Some people love Lehrer; others hate him. His satire is intellectual and irreverent, sometimes morbid, sometimes political, always funny and perceptive. He takes on just about everything sacred, including the Vatican. He enjoins Boy Scouts to “be prepared–to hide your liquor pretty well, don’t write naughty words on walls that you can’t spell.” In his love songs, carefree couples poison pigeons in the park or dance the “masochism tango,” but the sardonic songs about college football and bright college days might hit Ann Arborites hardest. Still, Lehrer is not a pessimist–one wonderful song points out the upside of nuclear disaster and another celebrates national brotherhood week; I won’t spoil the fun by telling you why.
In the production Lauren London is directing for the Penny Seats Theatre Company, four engaging actors begin on barstools, a piano to the side. They pull props and simple costumes from boxes, transforming a small space in Conor O’Neill’s pub into a stage. The show had early productions in England and New York, and London has left it largely intact, updating only a few lines and switching two numbers for two other Lehrer songs that Ann Arbor audiences might prefer.
Lehrer studied mathematics and taught at Harvard, MIT, and the University of California-Santa Cruz. His scientific interests find their way to the stage in songs about chemical elements and the 1960s “new math.”

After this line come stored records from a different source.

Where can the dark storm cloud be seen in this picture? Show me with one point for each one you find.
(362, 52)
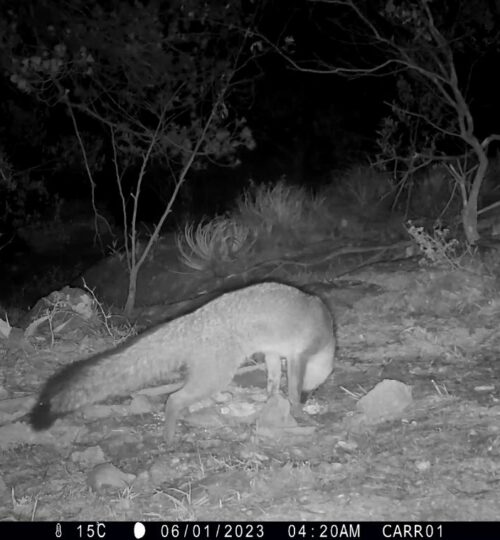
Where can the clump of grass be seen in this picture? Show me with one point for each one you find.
(215, 243)
(438, 249)
(270, 206)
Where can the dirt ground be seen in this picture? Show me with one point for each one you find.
(436, 331)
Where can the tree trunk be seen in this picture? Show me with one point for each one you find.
(469, 214)
(132, 289)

Like Lehrer, Zach London, the director’s husband, knows a bit about science and song. He is a neurologist at U-M and an exceptionally talented songwriter. When Zach was nine, he discovered one of Lehrer’s albums in his dad’s record collection and listened to it over and over and over. Since 1991, he has been writing a song each month, some laugh-out-loud funny, many inspired by Lehrer. (Listen at hardtaco.org.) It is entirely fitting that Lauren begins her production with a delightful original by Zach, a musical playlet about two youngsters who show up for a science fair with identical projects.
The troupe’s motto, “The Penny Seats are nothing but trouble,” may seem fitting, especially when they’ve taken on Tom Lehrer. But the truth is the Penny Seats are nothing but fun. Audiences, like Boy Scouts, should be prepared for a wonderful time. Tomfoolery runs Oct. 2, 9, 16, & 23.